El desagüe, si hay lavaplatos, necesita pendiente hacia la bajante. En losas donde no se puede rebajar el piso, esto puede ser directamente inviable, y es mejor descubrirlo antes que a mitad de obra.

La extracción, si hay cocción, requiere ducto hasta una salida exterior. Las campanas de recirculación con filtro de carbón son una alternativa cuando no hay por dónde sacar el ducto, aunque filtran olor y no evacúan vapor ni grasa igual.

Y la iluminación: la isla necesita luz propia, normalmente dos o tres colgantes a unos 75 cm sobre el mesón. Ese punto eléctrico se define en la etapa de instalaciones, no cuando ya está el cielo raso terminado.

Almacenamiento: el beneficio menos visible

Una isla de 1,80 m puede sumar el equivalente a tres módulos bajos de cocina. En muchas cocinas eso es lo que realmente justifica hacerla.

Cajones antes que puertas, por la misma razón que en el resto de la cocina: un cajón saca todo el contenido a la vista de un tirón, mientras que una puerta obliga a agacharse y a que el fondo quede sin usar.

Los cajones profundos de la isla son el sitio natural para ollas y sartenes, que son voluminosos y pesados y no conviene tenerlos en alto.

El lado que da al comedor puede resolverse con estantería abierta o nichos, que aligeran visualmente el volumen y evitan que la isla se lea como un bloque macizo.

Materiales del mesón

La isla recibe más uso que cualquier otra superficie de la cocina, y además está a la vista desde la zona social.

El cuarzo aglomerado no requiere sellado, no absorbe manchas y resiste el rayado. Es la mejor relación entre precio y despreocupación, aunque no tolera ollas directamente calientes.

El porcelánico de formato grande resiste calor y mancha, y permite bordes en cascada —la pieza baja por el lateral hasta el piso— que es uno de los recursos más característicos de las cocinas contemporáneas.

El granito aguanta el calor mejor que casi cualquier material, pero es poroso y necesita sellado periódico.

La madera maciza aporta calidez y contrasta bien con el resto en cuarzo, y exige aceitado regular. Funciona mejor en islas de apoyo que en las que llevan lavaplatos.

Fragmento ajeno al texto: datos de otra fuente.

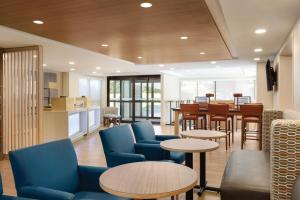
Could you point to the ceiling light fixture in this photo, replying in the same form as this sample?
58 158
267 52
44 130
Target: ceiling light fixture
260 31
38 22
146 5
258 50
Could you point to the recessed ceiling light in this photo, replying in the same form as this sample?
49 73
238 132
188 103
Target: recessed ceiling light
146 5
260 31
258 50
38 22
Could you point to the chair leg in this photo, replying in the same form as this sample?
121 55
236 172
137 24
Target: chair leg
242 134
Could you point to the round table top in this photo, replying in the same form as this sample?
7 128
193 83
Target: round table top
148 180
203 134
189 145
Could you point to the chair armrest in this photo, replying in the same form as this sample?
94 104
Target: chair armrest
166 137
115 159
152 151
37 192
89 178
149 142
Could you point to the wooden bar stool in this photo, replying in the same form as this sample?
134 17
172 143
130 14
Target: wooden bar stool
219 113
190 113
251 113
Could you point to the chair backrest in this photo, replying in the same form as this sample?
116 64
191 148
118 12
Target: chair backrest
218 109
189 109
117 139
143 131
1 189
53 165
110 110
251 110
202 99
243 100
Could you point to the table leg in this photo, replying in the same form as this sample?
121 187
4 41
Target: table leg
203 181
176 123
189 163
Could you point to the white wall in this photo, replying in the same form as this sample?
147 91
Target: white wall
296 66
262 94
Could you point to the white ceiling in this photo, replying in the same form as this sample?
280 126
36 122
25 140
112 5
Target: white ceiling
236 19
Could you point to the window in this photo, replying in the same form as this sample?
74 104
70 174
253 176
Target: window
223 89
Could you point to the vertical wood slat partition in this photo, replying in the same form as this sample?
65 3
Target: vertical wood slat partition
21 98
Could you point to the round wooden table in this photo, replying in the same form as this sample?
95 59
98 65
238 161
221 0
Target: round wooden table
203 134
148 180
190 146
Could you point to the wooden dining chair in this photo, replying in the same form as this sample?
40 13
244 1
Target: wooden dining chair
190 113
219 113
251 113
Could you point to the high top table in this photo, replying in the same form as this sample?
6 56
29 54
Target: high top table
148 180
190 146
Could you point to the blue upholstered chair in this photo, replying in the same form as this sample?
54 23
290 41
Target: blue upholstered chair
5 197
51 172
144 133
119 147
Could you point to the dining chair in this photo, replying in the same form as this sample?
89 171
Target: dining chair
51 171
119 147
219 113
251 113
190 113
145 133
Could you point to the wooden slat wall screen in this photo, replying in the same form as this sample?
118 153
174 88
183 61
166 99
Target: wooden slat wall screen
21 81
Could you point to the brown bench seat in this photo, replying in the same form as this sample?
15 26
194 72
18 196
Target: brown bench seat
246 176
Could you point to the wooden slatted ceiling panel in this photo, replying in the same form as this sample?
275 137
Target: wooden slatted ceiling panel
21 98
130 30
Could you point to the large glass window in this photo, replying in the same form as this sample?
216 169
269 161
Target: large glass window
140 97
223 89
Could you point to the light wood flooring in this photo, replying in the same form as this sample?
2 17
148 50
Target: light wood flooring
89 152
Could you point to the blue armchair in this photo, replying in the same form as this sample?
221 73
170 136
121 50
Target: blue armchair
119 147
51 171
144 133
5 197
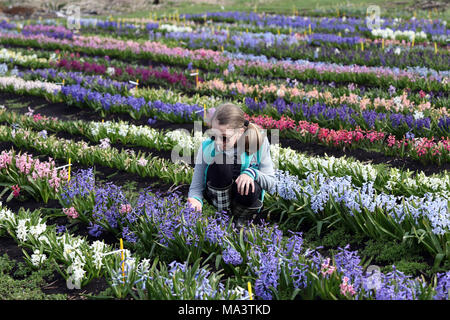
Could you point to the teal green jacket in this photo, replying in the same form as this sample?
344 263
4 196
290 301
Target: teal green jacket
258 166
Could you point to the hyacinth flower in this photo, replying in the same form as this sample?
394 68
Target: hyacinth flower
395 214
136 106
27 175
145 75
211 59
422 149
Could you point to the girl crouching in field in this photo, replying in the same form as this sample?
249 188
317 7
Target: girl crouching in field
233 167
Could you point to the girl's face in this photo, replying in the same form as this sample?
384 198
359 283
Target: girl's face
225 137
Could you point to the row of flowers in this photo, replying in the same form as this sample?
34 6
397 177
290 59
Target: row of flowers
392 180
311 274
84 261
59 149
402 218
423 149
20 172
102 154
289 91
369 194
139 28
345 117
287 46
247 64
395 123
269 90
436 27
333 200
278 266
293 46
113 70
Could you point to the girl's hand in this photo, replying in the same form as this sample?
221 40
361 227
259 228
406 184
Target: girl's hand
244 182
197 205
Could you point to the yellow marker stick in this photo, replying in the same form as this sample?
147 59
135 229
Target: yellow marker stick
68 177
123 260
204 112
250 290
196 79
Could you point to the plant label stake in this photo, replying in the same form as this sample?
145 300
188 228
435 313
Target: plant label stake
204 112
68 177
123 260
196 79
250 290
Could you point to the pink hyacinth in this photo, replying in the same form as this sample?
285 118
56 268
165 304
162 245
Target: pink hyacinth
347 288
5 159
326 269
125 208
16 190
24 163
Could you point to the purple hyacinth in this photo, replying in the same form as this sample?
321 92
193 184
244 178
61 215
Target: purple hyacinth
231 256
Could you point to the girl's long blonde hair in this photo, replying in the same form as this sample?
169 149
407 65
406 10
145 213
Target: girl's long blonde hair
233 116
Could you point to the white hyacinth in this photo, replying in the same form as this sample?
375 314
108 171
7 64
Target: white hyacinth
37 258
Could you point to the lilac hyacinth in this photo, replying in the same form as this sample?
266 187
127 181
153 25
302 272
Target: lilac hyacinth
267 274
107 100
392 90
294 244
80 185
216 229
348 262
128 235
231 256
108 200
60 229
256 106
286 185
95 230
397 286
443 286
320 190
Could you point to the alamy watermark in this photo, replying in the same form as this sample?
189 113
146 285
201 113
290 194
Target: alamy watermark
373 17
373 280
238 137
72 13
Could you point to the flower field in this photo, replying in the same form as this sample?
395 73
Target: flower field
359 124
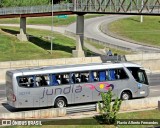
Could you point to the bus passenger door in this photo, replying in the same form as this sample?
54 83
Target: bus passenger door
82 93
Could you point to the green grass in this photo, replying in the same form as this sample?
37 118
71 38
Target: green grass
38 48
114 50
151 114
47 20
147 32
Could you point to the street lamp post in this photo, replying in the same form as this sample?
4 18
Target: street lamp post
142 8
52 28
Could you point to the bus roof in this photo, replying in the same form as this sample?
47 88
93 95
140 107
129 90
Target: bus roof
71 68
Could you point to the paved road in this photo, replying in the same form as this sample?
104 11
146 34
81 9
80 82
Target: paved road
92 31
154 80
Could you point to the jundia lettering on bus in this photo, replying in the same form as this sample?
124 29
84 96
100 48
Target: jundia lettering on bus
99 87
66 90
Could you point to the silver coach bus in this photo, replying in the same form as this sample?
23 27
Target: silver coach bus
70 84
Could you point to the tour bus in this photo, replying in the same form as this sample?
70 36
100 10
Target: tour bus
60 86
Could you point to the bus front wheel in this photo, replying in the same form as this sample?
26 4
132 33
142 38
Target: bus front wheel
60 102
125 95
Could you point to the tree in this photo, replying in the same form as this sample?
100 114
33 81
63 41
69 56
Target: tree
107 110
18 3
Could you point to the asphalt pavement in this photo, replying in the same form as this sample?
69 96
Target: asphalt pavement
92 30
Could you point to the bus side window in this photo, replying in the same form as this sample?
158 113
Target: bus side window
111 74
102 76
26 81
54 80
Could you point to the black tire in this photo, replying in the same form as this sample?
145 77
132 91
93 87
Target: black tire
125 96
60 102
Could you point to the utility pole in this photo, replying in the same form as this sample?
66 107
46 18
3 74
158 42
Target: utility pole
52 29
142 8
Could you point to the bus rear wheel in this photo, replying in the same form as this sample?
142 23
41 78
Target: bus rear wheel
125 95
60 102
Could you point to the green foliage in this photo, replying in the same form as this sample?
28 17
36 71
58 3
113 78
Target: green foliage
14 3
107 110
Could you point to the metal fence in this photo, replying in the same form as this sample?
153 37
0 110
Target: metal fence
36 9
119 6
104 6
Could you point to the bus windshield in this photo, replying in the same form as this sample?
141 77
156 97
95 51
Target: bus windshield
139 75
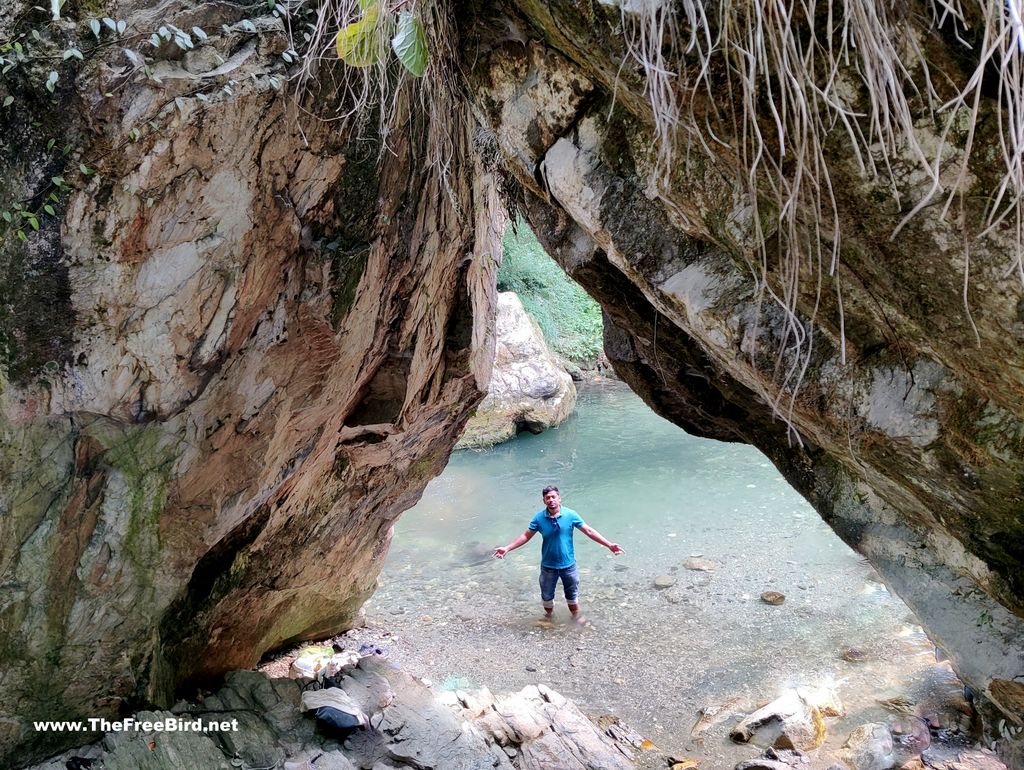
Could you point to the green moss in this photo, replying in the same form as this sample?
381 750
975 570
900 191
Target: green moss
568 317
144 457
346 270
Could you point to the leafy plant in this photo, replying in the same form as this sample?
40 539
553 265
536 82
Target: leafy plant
365 42
568 317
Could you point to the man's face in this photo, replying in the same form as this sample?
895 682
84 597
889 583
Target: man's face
552 502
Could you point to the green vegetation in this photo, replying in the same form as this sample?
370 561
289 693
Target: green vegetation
569 318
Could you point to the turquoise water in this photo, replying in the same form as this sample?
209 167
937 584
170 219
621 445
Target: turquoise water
652 656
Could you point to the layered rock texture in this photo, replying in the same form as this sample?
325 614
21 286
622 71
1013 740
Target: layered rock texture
528 390
410 728
240 353
889 403
248 336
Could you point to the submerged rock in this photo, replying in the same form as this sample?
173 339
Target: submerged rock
400 724
776 760
793 721
699 564
869 747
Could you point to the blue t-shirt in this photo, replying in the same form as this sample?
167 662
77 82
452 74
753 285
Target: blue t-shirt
556 552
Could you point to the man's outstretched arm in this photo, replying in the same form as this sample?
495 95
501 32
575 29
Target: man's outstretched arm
598 538
520 541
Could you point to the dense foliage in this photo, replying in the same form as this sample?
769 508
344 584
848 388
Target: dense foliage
569 318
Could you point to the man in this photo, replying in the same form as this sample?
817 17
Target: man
556 525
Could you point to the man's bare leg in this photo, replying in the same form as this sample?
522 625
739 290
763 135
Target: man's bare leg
574 611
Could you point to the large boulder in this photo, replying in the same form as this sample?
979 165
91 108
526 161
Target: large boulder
528 391
217 388
846 300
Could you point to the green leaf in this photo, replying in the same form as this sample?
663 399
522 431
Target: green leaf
360 43
410 44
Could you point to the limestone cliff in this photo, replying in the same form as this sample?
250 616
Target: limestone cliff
245 339
238 352
898 413
528 390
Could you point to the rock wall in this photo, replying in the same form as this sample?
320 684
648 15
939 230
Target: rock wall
219 388
246 339
905 429
528 390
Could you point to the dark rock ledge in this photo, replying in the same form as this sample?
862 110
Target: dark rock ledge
411 726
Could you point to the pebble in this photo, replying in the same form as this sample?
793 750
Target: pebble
704 565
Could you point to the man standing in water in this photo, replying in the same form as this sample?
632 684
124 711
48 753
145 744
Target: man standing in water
557 557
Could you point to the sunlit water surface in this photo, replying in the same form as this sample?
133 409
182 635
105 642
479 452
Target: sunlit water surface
653 656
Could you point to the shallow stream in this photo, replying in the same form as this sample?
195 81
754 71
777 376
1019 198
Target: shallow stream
652 656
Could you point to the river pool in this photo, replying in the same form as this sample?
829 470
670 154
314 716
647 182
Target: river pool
652 656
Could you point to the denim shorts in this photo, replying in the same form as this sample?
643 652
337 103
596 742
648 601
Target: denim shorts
570 583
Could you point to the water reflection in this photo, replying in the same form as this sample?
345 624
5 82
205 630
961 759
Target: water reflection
654 657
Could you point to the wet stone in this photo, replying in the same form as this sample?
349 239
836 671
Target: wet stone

Cuándo una isla no es buena idea

Cuando el paso resultante baja de 90 cm por algún lado. Ese es el umbral por debajo del cual la isla molesta todos los días.

Cuando la cocina es paso obligado hacia otra zona de la casa y la isla estrecha ese recorrido.

Cuando llevar el desagüe exige romper una losa que no admite rebaje.

Y cuando el presupuesto obliga a elegir entre isla y buenos herrajes o buen mesón. Una cocina con cajones de extracción total y mesón de cuarzo sin isla funciona mucho mejor a diario que una con isla y todo lo demás recortado.

La alternativa que resuelve casi lo mismo con la mitad de exigencia es la península: nace del mesón existente, aprovecha instalaciones que ya están y solo necesita paso por dos lados en lugar de cuatro.

El orden correcto de decisión

Mide el espacio libre y comprueba el metro por lado antes que nada. Define después qué funciones va a asumir la isla, porque eso determina las instalaciones. Resuelve puntos hidráulicos, de gas, eléctricos y de extracción en la etapa de obra, no después. Elige el mesón según si va a recibir calor y agua. Y deja el acabado del frente para el final.

Una isla bien dimensionada transforma cómo se usa una cocina. Una mal dimensionada es un obstáculo caro en el centro de la habitación donde más se circula.